Question

3.75 x 10⁵ calories of heat is given out by 5 kg of water at 100 °C. Calculate the temperature of cooled water. The specific heat capacity of water is 1000 cal kg^-1 °C^-1.

Answer 1

Given:

The heat given out, $H=3.75\times {10}^{5}calories$

The mass of the water, $m=5kg$

The initial temperature of water $=100°C$

The specific heat capacity of water, $c=1000calk{g}^{-1}°C^{-1}$

Finding temperature of cooled water

Let the final temperature of the water$=x$

We know that, the heat given out by a body, $H=mc{\theta }_f$ where $m$ is the mass of the body, ${\theta }_f$ is the fall in temperature of the body and $c$ is the specific heat capacity.

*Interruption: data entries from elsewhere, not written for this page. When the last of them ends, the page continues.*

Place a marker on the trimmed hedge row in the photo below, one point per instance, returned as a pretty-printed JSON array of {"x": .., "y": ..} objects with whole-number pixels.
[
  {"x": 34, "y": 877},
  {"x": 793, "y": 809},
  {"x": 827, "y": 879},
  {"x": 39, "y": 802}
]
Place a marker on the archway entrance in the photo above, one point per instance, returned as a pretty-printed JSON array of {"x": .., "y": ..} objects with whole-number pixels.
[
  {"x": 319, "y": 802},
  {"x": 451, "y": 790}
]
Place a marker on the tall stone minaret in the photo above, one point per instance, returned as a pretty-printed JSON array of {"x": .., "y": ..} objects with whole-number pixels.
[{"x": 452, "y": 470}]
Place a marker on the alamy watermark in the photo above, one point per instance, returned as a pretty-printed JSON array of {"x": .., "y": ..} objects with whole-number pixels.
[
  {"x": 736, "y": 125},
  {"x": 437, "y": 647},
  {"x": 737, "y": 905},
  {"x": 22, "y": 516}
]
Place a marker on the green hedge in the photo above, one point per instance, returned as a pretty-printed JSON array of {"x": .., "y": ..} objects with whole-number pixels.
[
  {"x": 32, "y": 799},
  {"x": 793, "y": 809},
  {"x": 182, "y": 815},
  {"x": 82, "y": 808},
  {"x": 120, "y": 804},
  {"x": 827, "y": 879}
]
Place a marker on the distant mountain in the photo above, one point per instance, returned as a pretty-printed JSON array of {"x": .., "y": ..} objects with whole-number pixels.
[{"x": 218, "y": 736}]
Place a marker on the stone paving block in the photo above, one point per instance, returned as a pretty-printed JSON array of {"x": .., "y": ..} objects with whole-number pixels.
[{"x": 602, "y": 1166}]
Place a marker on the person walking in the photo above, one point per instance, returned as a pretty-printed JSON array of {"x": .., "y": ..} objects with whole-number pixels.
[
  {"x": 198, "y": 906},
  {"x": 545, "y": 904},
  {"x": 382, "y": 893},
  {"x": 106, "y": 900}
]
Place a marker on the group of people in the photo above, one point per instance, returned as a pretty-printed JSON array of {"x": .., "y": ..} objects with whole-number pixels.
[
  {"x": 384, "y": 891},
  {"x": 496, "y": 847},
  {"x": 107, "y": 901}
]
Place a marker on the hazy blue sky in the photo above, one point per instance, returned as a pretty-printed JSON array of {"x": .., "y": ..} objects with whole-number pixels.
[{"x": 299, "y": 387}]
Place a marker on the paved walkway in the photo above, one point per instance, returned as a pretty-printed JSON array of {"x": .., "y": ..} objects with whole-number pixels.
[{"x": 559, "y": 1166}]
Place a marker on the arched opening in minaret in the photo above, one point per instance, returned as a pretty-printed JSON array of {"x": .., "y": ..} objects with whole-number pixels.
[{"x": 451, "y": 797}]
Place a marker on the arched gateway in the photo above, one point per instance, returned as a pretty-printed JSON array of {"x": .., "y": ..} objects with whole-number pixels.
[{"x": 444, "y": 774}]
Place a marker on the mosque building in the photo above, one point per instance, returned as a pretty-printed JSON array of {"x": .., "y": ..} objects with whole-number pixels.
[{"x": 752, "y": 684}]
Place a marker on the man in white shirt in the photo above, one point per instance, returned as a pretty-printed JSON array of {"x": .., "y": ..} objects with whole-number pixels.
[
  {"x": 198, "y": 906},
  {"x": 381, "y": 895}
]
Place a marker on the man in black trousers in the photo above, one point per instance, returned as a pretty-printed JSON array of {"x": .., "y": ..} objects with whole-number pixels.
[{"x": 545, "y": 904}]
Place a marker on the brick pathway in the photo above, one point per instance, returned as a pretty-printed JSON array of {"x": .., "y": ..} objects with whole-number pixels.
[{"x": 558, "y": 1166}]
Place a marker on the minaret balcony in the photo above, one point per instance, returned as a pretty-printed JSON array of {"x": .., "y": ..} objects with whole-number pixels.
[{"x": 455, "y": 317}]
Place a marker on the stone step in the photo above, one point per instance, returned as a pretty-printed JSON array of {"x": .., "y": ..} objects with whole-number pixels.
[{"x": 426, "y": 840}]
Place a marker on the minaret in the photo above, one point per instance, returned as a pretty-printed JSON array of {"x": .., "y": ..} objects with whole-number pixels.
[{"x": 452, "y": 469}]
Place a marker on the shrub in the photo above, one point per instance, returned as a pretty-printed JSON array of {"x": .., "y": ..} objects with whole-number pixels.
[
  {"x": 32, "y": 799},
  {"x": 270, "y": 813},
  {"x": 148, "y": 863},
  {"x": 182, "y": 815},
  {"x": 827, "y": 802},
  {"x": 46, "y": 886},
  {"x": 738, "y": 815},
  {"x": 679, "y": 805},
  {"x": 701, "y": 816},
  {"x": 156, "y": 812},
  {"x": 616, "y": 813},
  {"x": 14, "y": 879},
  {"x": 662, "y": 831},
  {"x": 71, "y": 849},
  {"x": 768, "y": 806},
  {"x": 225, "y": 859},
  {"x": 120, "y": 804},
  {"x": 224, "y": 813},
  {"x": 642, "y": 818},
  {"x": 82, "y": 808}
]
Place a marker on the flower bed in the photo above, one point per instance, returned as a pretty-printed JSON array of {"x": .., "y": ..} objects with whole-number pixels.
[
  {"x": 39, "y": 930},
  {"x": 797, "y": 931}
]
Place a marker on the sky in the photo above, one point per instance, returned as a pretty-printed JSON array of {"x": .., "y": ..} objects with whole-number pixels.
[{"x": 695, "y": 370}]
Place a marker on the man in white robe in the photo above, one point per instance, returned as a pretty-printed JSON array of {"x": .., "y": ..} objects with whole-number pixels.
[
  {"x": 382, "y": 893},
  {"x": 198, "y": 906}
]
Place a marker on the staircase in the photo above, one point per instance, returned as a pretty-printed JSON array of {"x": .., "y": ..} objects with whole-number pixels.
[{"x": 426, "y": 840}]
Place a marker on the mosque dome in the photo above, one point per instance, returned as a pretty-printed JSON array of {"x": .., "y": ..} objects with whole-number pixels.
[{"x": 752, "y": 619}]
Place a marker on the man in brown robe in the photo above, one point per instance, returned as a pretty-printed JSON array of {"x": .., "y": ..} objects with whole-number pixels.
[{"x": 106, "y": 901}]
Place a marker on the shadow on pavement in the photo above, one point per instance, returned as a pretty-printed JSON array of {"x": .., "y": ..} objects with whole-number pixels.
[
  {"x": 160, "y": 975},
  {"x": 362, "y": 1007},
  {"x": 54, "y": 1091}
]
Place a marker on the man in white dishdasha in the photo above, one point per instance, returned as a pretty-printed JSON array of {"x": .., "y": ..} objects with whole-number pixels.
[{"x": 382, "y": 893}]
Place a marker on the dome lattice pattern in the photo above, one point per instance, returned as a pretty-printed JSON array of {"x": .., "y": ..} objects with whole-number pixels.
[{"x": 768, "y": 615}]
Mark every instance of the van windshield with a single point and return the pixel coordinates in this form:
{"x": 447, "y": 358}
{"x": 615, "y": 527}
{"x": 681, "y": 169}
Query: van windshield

By substituting the given values in the above expression, we get

$$\begin{gathered} 3.75\times {10}^5=5\times 1000\times (100-x) \\ \Rightarrow 3.75\times {10}^5=5000\times (100-x) \\ \Rightarrow 3.75\times {10}^5=500,000-5,000x \\ \Rightarrow 3.75\times {10}^5=5000(100-x) \\ \Rightarrow \frac{3.75\times {10}^5}{5\times {10}^3}=100-x \\ \Rightarrow 0.75\times {10}^2=100-x \\ \Rightarrow 75=100-x \\ \Rightarrow -25=-x \\ \Rightarrow x=25 \end{gathered}$$

Therefore, the temperature of cooled water is 25 °C.